Sleeping with the Electrodes On

Most children sleep pretty well in the sleep center if all the test guidelines are followed. The body sensors are put on so that your child can turn and move around during the night. Your child will probably not know the sensors are on after wearing them for a short time. The staff tries to make each child as comfortable as possible.

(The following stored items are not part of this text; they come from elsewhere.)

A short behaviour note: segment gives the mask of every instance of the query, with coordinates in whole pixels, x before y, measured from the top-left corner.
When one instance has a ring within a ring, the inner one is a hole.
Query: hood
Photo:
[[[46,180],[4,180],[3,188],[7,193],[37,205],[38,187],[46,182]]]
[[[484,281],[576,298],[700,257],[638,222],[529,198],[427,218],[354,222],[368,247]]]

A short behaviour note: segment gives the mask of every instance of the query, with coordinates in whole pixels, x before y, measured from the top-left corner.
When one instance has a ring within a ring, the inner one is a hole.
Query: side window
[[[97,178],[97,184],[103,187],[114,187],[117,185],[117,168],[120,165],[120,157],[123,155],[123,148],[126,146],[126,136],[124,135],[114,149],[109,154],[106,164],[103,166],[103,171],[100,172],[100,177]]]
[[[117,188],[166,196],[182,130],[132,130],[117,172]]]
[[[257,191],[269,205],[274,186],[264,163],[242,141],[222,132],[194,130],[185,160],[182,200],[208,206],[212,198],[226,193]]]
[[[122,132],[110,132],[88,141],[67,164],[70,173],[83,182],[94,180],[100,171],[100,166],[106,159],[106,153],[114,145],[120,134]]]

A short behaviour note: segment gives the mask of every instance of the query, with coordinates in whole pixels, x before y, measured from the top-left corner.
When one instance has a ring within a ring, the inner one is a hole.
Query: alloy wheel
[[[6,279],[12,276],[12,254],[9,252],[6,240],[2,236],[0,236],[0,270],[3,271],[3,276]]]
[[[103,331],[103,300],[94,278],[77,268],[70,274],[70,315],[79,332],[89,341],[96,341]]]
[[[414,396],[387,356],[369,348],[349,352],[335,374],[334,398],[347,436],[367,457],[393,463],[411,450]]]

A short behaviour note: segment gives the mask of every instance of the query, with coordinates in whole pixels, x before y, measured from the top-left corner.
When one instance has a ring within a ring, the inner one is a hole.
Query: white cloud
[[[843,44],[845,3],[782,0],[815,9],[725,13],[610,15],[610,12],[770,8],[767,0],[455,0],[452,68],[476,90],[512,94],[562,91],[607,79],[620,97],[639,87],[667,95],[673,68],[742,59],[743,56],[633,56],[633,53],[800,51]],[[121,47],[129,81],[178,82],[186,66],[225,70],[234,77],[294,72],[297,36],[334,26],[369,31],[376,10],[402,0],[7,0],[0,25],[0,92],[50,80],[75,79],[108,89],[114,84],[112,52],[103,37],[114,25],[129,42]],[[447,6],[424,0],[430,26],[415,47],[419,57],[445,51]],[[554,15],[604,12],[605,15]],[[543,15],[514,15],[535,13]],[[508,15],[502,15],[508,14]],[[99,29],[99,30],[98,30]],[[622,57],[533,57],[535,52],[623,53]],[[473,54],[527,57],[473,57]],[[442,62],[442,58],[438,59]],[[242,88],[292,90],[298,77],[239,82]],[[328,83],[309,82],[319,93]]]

Going to the bathroom is very easy. All the wires that are attached to your child are plugged into a box. If your child needs to use the bathroom, tell the technician. The technician will come in and unplug your child from the box and he will be free to walk to the bathroom.

Other Tests

If the doctor needs more information than what the sleep study shows, other special tests might be ordered. These may include:

  • CPAP – Some children need to have a test done with a machine that helps them breathe at night. This is a lot like a regular sleep study, but the child wears a mask over the nose while he or she sleeps. The mask is connected to a breathing machine. If the doctor feels that you need equipment to use at home, one of our respiratory therapists will call you and explain how to get what you need.

  • MSLT (the Nap Test) – Some children stay for more testing during the day after an overnight sleep study. This test is called the Multiple Sleep Latency Test (MSLT) or the Nap Test. Your child will take four or five 20-minute naps, spaced two hours apart during the daytime. This measures a lot of the same things as the overnight study. Usually, the MSLT is over by 6:00 p.m. and your child may be ready to go home.